Microsoft-Windows-ese for “an 8-bit character set whose first half is the same as ASCII”. Specifying the second half is the job of a “code page”, such as the “code page 1252” mentioned above.
Not machine-readable without knowledge of which “code page” (see above) it uses. If you know that, or can guess it, you’re OK.
Not actually encryption, despite the term “encoding”. A character encoding is a way of representing characters as smallish numbers suitable for storing in a computer. Strictly speaking, every time I said “character set” above I should have said “encoding”. Every time you have any text on a computer, it’s represented internally via some encoding. Common encodings include ASCII (7 bits so 128 characters, but actually some of those 128 slots are reserved for things that aren’t really characters), ISO-8859-1 (8 bits, suitable for much Western European text, though actually nowadays the slightly different ISO-8859-15 is preferred because it includes the Euro currency symbol), UTF-8 (variable length, from 8 to 24 bits per character, represents the whole—very large—Unicode character repertoire). For most purposes UTF-8 is a good bet.
Regardless. (Sorry.)
[EDITED to answer the question about “not universally machine readable”.]
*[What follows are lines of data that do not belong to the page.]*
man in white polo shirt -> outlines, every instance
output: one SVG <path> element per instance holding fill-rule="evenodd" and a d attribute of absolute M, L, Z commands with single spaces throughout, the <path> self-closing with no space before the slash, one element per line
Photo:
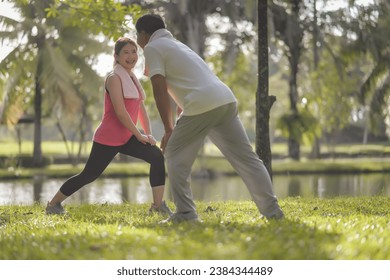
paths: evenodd
<path fill-rule="evenodd" d="M 206 136 L 241 176 L 260 213 L 282 219 L 272 182 L 238 117 L 237 100 L 194 51 L 176 40 L 154 14 L 139 18 L 137 43 L 144 50 L 145 74 L 164 124 L 161 141 L 176 213 L 168 221 L 197 221 L 190 187 L 191 168 Z M 170 98 L 181 114 L 173 123 Z"/>

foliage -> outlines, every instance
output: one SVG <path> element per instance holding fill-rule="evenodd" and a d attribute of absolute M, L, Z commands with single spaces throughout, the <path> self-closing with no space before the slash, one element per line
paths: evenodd
<path fill-rule="evenodd" d="M 337 64 L 329 63 L 329 59 L 329 54 L 323 53 L 317 69 L 307 73 L 307 79 L 301 81 L 305 107 L 314 112 L 318 125 L 327 133 L 351 123 L 361 79 L 358 69 L 362 69 L 360 65 L 342 65 L 340 69 Z"/>
<path fill-rule="evenodd" d="M 232 71 L 226 72 L 223 60 L 223 52 L 218 52 L 207 58 L 207 62 L 212 65 L 214 72 L 225 82 L 234 92 L 238 99 L 240 116 L 243 117 L 247 126 L 255 118 L 256 110 L 253 105 L 253 96 L 257 87 L 257 64 L 253 54 L 239 52 L 232 63 Z M 234 67 L 233 67 L 234 66 Z"/>
<path fill-rule="evenodd" d="M 15 0 L 13 4 L 21 19 L 0 17 L 2 41 L 16 46 L 0 63 L 0 78 L 7 80 L 0 120 L 14 126 L 23 114 L 33 116 L 38 165 L 42 117 L 54 117 L 61 128 L 63 113 L 71 113 L 68 116 L 79 122 L 75 131 L 83 142 L 94 112 L 88 108 L 97 102 L 91 93 L 102 91 L 101 77 L 92 65 L 108 51 L 106 38 L 118 37 L 128 13 L 139 9 L 114 1 Z"/>
<path fill-rule="evenodd" d="M 139 6 L 132 5 L 132 3 L 139 3 L 145 9 L 153 9 L 164 14 L 169 28 L 175 35 L 186 32 L 181 36 L 192 43 L 204 45 L 199 47 L 200 50 L 207 50 L 207 47 L 214 45 L 215 38 L 220 39 L 223 49 L 216 55 L 207 57 L 207 60 L 215 66 L 222 79 L 237 94 L 240 112 L 246 121 L 246 126 L 253 126 L 255 110 L 252 101 L 256 89 L 253 40 L 256 26 L 254 8 L 256 1 L 15 0 L 13 2 L 17 8 L 24 5 L 21 11 L 25 12 L 27 17 L 20 22 L 2 17 L 1 26 L 7 27 L 7 30 L 1 30 L 2 42 L 5 42 L 5 38 L 9 38 L 24 44 L 26 39 L 32 40 L 37 37 L 33 30 L 42 29 L 48 39 L 45 46 L 45 51 L 48 52 L 43 55 L 38 53 L 37 45 L 33 43 L 25 46 L 20 44 L 14 52 L 10 53 L 8 59 L 0 62 L 0 89 L 2 89 L 0 115 L 8 116 L 3 119 L 7 124 L 16 123 L 23 113 L 32 113 L 31 105 L 35 90 L 34 69 L 39 57 L 45 57 L 45 63 L 53 60 L 72 62 L 66 67 L 60 65 L 45 67 L 46 78 L 42 79 L 47 82 L 43 98 L 44 116 L 51 117 L 51 111 L 54 111 L 61 121 L 65 121 L 63 114 L 65 108 L 76 109 L 77 104 L 88 104 L 80 107 L 86 108 L 90 119 L 97 119 L 100 112 L 97 112 L 96 108 L 101 107 L 96 105 L 97 102 L 101 102 L 96 94 L 101 92 L 97 85 L 101 86 L 102 82 L 100 80 L 97 82 L 98 77 L 88 72 L 87 68 L 93 65 L 99 52 L 110 50 L 104 48 L 108 40 L 114 40 L 128 32 L 131 28 L 131 20 L 136 19 L 143 12 Z M 269 1 L 269 5 L 271 2 L 280 5 L 285 13 L 292 15 L 291 1 L 274 0 Z M 300 18 L 289 17 L 289 21 L 294 24 L 285 24 L 284 27 L 299 27 L 304 32 L 301 46 L 304 51 L 299 64 L 300 76 L 297 87 L 299 96 L 296 99 L 298 106 L 302 105 L 305 110 L 311 112 L 317 118 L 318 125 L 327 131 L 338 130 L 353 121 L 351 115 L 366 116 L 365 112 L 370 107 L 371 128 L 379 133 L 386 128 L 389 130 L 390 79 L 386 66 L 389 61 L 388 1 L 378 0 L 370 5 L 358 5 L 358 1 L 345 0 L 343 2 L 349 4 L 345 9 L 335 11 L 318 9 L 317 22 L 314 22 L 313 18 L 313 1 L 294 1 L 297 2 L 303 4 L 300 6 L 302 12 Z M 37 15 L 31 14 L 32 11 L 42 7 L 44 9 L 37 12 Z M 199 19 L 207 19 L 207 22 L 206 20 L 197 22 Z M 210 19 L 214 20 L 214 26 L 210 25 L 212 22 Z M 297 21 L 299 24 L 296 23 Z M 317 28 L 314 27 L 315 24 Z M 10 29 L 11 27 L 14 29 Z M 272 25 L 270 27 L 275 28 Z M 319 68 L 316 70 L 311 67 L 314 60 L 311 46 L 315 29 L 321 33 L 316 42 L 321 55 Z M 61 30 L 64 32 L 59 33 Z M 289 42 L 299 39 L 299 36 L 291 37 L 291 34 L 293 33 L 278 35 L 289 36 L 284 38 Z M 66 36 L 59 38 L 63 35 Z M 85 45 L 79 43 L 83 39 L 88 39 L 90 43 Z M 91 39 L 98 40 L 94 42 Z M 286 66 L 288 61 L 286 58 L 280 59 L 282 50 L 286 52 L 286 45 L 281 44 L 281 40 L 279 45 L 274 45 L 273 39 L 270 38 L 270 54 L 271 59 L 279 62 L 277 76 L 280 78 L 274 82 L 275 76 L 271 78 L 270 89 L 279 87 L 280 81 L 286 80 L 285 75 L 288 73 L 288 66 Z M 66 50 L 68 54 L 65 53 Z M 74 52 L 73 56 L 69 55 L 70 51 Z M 88 53 L 89 51 L 91 53 Z M 10 63 L 11 61 L 15 63 Z M 23 61 L 24 67 L 19 67 L 20 61 Z M 69 81 L 74 81 L 74 84 L 65 86 Z M 145 86 L 150 88 L 150 83 L 145 83 Z M 277 90 L 279 91 L 279 88 Z M 282 88 L 280 91 L 280 93 L 271 92 L 272 95 L 279 94 L 278 102 L 271 111 L 271 122 L 284 113 L 288 106 L 289 99 L 285 98 L 288 94 L 287 90 Z M 61 98 L 58 98 L 59 96 Z M 307 103 L 300 104 L 302 100 Z M 151 98 L 148 98 L 147 103 L 150 106 L 151 116 L 158 117 Z M 364 114 L 361 114 L 362 112 Z M 70 116 L 77 119 L 80 114 Z M 366 119 L 359 121 L 368 123 Z M 384 129 L 385 123 L 387 125 Z M 91 130 L 91 125 L 89 126 Z M 311 128 L 316 130 L 318 126 L 313 125 Z M 308 141 L 313 135 L 319 133 L 312 131 L 310 137 L 303 140 L 308 135 L 298 138 Z"/>
<path fill-rule="evenodd" d="M 87 33 L 102 33 L 113 40 L 126 34 L 131 21 L 141 14 L 138 5 L 123 5 L 115 0 L 55 0 L 45 12 L 48 18 L 59 18 L 65 25 Z"/>
<path fill-rule="evenodd" d="M 278 119 L 276 127 L 281 130 L 284 137 L 291 137 L 302 144 L 311 144 L 321 133 L 317 119 L 308 110 L 301 110 L 299 114 L 294 112 L 283 114 Z"/>
<path fill-rule="evenodd" d="M 10 55 L 12 56 L 13 54 L 11 53 Z M 2 64 L 0 63 L 0 68 L 4 69 Z M 25 68 L 8 65 L 6 66 L 8 73 L 4 76 L 0 74 L 0 77 L 4 77 L 4 79 L 1 79 L 4 87 L 1 91 L 3 96 L 0 102 L 0 123 L 5 124 L 7 127 L 13 127 L 23 116 L 24 112 L 29 109 L 29 104 L 31 104 L 33 79 L 30 73 L 25 70 L 29 68 L 30 64 L 30 62 L 26 61 Z"/>
<path fill-rule="evenodd" d="M 280 222 L 250 201 L 197 202 L 198 225 L 158 225 L 146 204 L 68 205 L 63 217 L 1 206 L 0 259 L 389 259 L 389 202 L 288 198 Z"/>
<path fill-rule="evenodd" d="M 187 44 L 201 57 L 205 57 L 215 67 L 218 76 L 238 95 L 240 110 L 244 111 L 246 120 L 253 119 L 255 113 L 250 100 L 257 85 L 257 69 L 254 67 L 256 33 L 253 24 L 256 20 L 256 2 L 137 1 L 143 9 L 160 13 L 175 38 Z M 218 42 L 217 47 L 215 42 Z M 155 106 L 149 102 L 148 106 L 154 116 Z"/>
<path fill-rule="evenodd" d="M 10 124 L 15 124 L 23 113 L 40 116 L 40 112 L 29 109 L 38 98 L 38 89 L 44 95 L 46 116 L 52 110 L 60 112 L 61 108 L 75 113 L 81 107 L 83 95 L 90 96 L 84 90 L 97 91 L 99 77 L 91 70 L 91 64 L 99 53 L 107 50 L 105 43 L 58 18 L 48 18 L 45 9 L 49 3 L 14 1 L 21 20 L 0 17 L 4 28 L 2 39 L 16 45 L 0 64 L 1 79 L 7 81 L 2 120 Z"/>
<path fill-rule="evenodd" d="M 355 3 L 352 3 L 355 4 Z M 357 100 L 360 102 L 360 111 L 367 111 L 370 129 L 380 134 L 389 131 L 388 95 L 390 93 L 390 52 L 389 26 L 390 3 L 378 0 L 370 5 L 354 5 L 347 9 L 336 11 L 333 25 L 342 30 L 345 43 L 342 45 L 341 55 L 349 64 L 355 61 L 366 61 L 367 66 L 362 68 L 363 78 L 359 84 Z"/>
<path fill-rule="evenodd" d="M 5 83 L 3 96 L 4 120 L 15 124 L 33 100 L 35 75 L 42 75 L 46 91 L 46 108 L 55 108 L 58 93 L 65 109 L 77 109 L 94 103 L 90 92 L 96 92 L 100 78 L 91 69 L 98 54 L 106 52 L 107 39 L 123 36 L 131 15 L 140 12 L 138 6 L 124 6 L 112 0 L 104 1 L 14 1 L 21 21 L 2 16 L 2 40 L 15 42 L 15 49 L 1 62 Z M 96 24 L 100 23 L 100 24 Z M 24 38 L 23 38 L 24 37 Z M 44 43 L 39 42 L 44 38 Z M 24 60 L 25 67 L 19 67 Z M 43 72 L 36 73 L 38 63 Z M 72 85 L 73 83 L 73 85 Z M 30 93 L 30 95 L 28 94 Z M 93 96 L 93 95 L 92 95 Z M 96 102 L 96 101 L 95 101 Z M 23 106 L 24 105 L 24 106 Z M 74 111 L 73 111 L 74 112 Z M 46 113 L 48 114 L 48 113 Z"/>
<path fill-rule="evenodd" d="M 327 4 L 321 2 L 272 1 L 285 10 L 275 9 L 271 4 L 273 13 L 279 15 L 273 21 L 276 37 L 284 42 L 284 46 L 278 45 L 276 54 L 286 45 L 294 45 L 299 38 L 291 37 L 292 31 L 287 34 L 283 31 L 299 26 L 304 35 L 302 48 L 305 51 L 299 63 L 299 96 L 291 100 L 304 100 L 308 110 L 327 131 L 339 130 L 357 119 L 367 125 L 370 115 L 371 131 L 381 134 L 385 122 L 390 123 L 390 78 L 386 66 L 389 61 L 389 3 L 379 0 L 362 5 L 358 1 L 344 1 L 345 8 L 332 10 L 321 9 L 320 5 L 326 7 Z M 300 10 L 299 18 L 285 16 L 286 13 L 292 15 L 294 9 Z M 291 51 L 299 52 L 299 48 L 294 47 Z M 291 57 L 290 54 L 290 62 Z M 290 66 L 293 68 L 292 64 Z"/>

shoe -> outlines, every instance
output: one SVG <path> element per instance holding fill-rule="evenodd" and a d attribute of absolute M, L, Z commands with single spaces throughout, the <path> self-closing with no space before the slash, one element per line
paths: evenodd
<path fill-rule="evenodd" d="M 284 219 L 284 214 L 283 214 L 283 211 L 280 210 L 278 211 L 277 213 L 267 217 L 267 220 L 273 220 L 273 221 L 276 221 L 276 220 L 283 220 Z"/>
<path fill-rule="evenodd" d="M 168 219 L 159 222 L 159 224 L 167 224 L 167 223 L 178 224 L 181 222 L 201 223 L 202 221 L 199 220 L 198 215 L 195 212 L 187 212 L 187 213 L 174 213 L 171 216 L 169 216 Z"/>
<path fill-rule="evenodd" d="M 63 214 L 66 214 L 66 211 L 65 211 L 64 207 L 61 205 L 61 203 L 50 205 L 48 202 L 47 206 L 46 206 L 46 214 L 48 214 L 48 215 L 63 215 Z"/>
<path fill-rule="evenodd" d="M 149 214 L 160 213 L 160 214 L 168 214 L 169 216 L 173 215 L 171 209 L 169 209 L 168 205 L 165 203 L 165 200 L 161 202 L 159 207 L 156 207 L 153 203 L 149 208 Z"/>

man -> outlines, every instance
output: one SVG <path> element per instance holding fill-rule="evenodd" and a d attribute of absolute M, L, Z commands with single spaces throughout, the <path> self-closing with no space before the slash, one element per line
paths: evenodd
<path fill-rule="evenodd" d="M 135 27 L 137 43 L 144 50 L 145 74 L 151 79 L 165 129 L 161 148 L 176 205 L 176 213 L 166 222 L 198 220 L 190 175 L 206 136 L 244 180 L 260 213 L 268 219 L 282 219 L 270 176 L 238 117 L 233 92 L 203 59 L 173 38 L 160 16 L 144 15 Z M 169 96 L 181 110 L 176 126 Z"/>

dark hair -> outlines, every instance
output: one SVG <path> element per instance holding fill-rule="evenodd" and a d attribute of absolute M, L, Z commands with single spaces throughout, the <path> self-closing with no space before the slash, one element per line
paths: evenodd
<path fill-rule="evenodd" d="M 126 46 L 127 44 L 131 44 L 135 46 L 136 49 L 138 49 L 137 43 L 130 38 L 127 37 L 120 37 L 118 40 L 115 42 L 115 47 L 114 47 L 114 53 L 116 55 L 119 55 L 121 49 Z"/>
<path fill-rule="evenodd" d="M 143 15 L 135 24 L 135 29 L 137 29 L 138 33 L 145 31 L 149 35 L 152 35 L 156 30 L 162 28 L 165 28 L 164 20 L 161 16 L 156 14 Z"/>

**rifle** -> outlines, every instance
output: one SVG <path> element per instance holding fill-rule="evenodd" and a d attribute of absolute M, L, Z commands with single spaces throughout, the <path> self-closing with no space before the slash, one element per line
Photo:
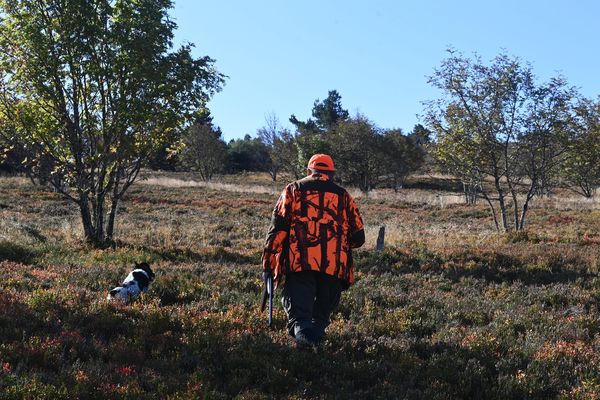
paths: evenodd
<path fill-rule="evenodd" d="M 273 276 L 269 274 L 263 288 L 262 302 L 260 312 L 265 311 L 265 306 L 269 301 L 269 326 L 273 324 Z"/>

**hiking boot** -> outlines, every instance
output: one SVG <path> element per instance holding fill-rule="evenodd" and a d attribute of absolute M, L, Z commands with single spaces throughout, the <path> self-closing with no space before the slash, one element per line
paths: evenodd
<path fill-rule="evenodd" d="M 296 348 L 307 349 L 316 346 L 318 341 L 315 339 L 310 329 L 303 329 L 296 333 Z"/>

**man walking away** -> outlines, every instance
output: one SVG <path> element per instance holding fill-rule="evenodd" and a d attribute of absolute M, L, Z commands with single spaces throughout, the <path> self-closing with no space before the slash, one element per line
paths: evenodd
<path fill-rule="evenodd" d="M 319 344 L 341 292 L 354 282 L 352 249 L 363 245 L 354 199 L 333 182 L 333 159 L 315 154 L 308 176 L 285 187 L 263 253 L 263 278 L 283 283 L 288 331 L 298 347 Z"/>

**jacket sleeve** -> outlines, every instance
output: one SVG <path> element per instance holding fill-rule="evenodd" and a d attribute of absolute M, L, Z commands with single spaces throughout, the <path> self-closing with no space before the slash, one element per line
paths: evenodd
<path fill-rule="evenodd" d="M 350 225 L 350 230 L 348 231 L 348 243 L 350 244 L 350 247 L 354 249 L 365 243 L 365 226 L 354 199 L 350 194 L 347 194 L 347 196 L 346 215 L 348 216 L 348 224 Z"/>
<path fill-rule="evenodd" d="M 283 250 L 290 232 L 291 200 L 292 191 L 288 186 L 275 204 L 263 250 L 263 271 L 270 272 L 276 280 L 281 275 L 281 258 L 286 256 L 283 254 Z"/>

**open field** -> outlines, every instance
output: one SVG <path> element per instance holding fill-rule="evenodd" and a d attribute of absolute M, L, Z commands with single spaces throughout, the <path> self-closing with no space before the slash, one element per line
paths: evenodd
<path fill-rule="evenodd" d="M 59 195 L 0 178 L 0 399 L 600 398 L 597 200 L 539 200 L 527 233 L 498 235 L 484 204 L 435 185 L 356 193 L 357 283 L 310 352 L 281 307 L 272 330 L 258 312 L 284 183 L 148 178 L 113 250 L 82 244 Z M 107 303 L 136 261 L 156 272 L 148 293 Z"/>

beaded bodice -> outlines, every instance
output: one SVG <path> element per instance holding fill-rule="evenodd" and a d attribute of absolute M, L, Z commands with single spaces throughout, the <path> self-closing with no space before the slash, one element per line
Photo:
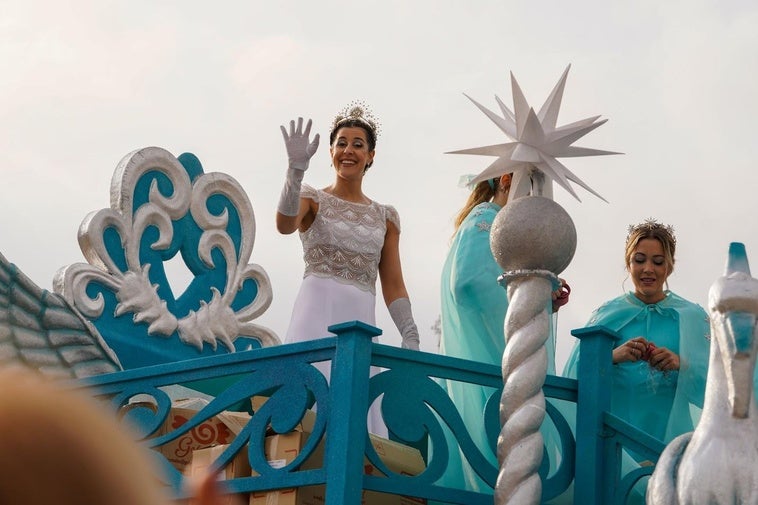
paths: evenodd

It has nothing to do with my article but you’ve made me very happy by explaining this to me. I think I understand better what is meant by “encoding”. Also the bit about regardless I found quite witty and even laughed out loud (xkcd.com kept me informed about the OED’s decision on that word).
So the encoding was probably not the problem then because most programs default ANSI and it was not the unanimous first suggestion from everyone to switch to 7 bit encoding … although I do understand why ASCII is more universal now. Open questions in my mind now include: does the GUI read ASCII and ANSI? And what encoding is used for copy and pasting text?
The main problem was most likely that your text was full of nonbreaking spaces. A conversion to actual ASCII would have got rid of those because the (rather limited) ASCII character repertoire doesn’t include nonbreaking spaces. I doubt that using an “ANSI” character set did that, though, so yes, the encoding was probably a red herring.
What GUI?
That would be an implementation detail of your operating system; if it’s competently implemented (which I think pretty much everything is these days) you should think of what’s copied and pasted as being made up of characters, not of the numbers used to encode them.
However, at least on some systems, if you copy from one application that supports (not just plain text but) formatted text into another, the formatting will be (at least roughly) preserved. This will happen, e.g., if you copy and paste from a web browser into Microsoft Word. I find that this is scarcely ever what I want. There’s usually a way to paste in just the text (sometimes categorized as “Paste Special”, which may offer other less-common options for pasting stuff too).
cool :-)
Either way, I owe you.
ANSI works if I turn off word wrap and put the space between paragraphs, as you suggested. Thanks again Lumifer.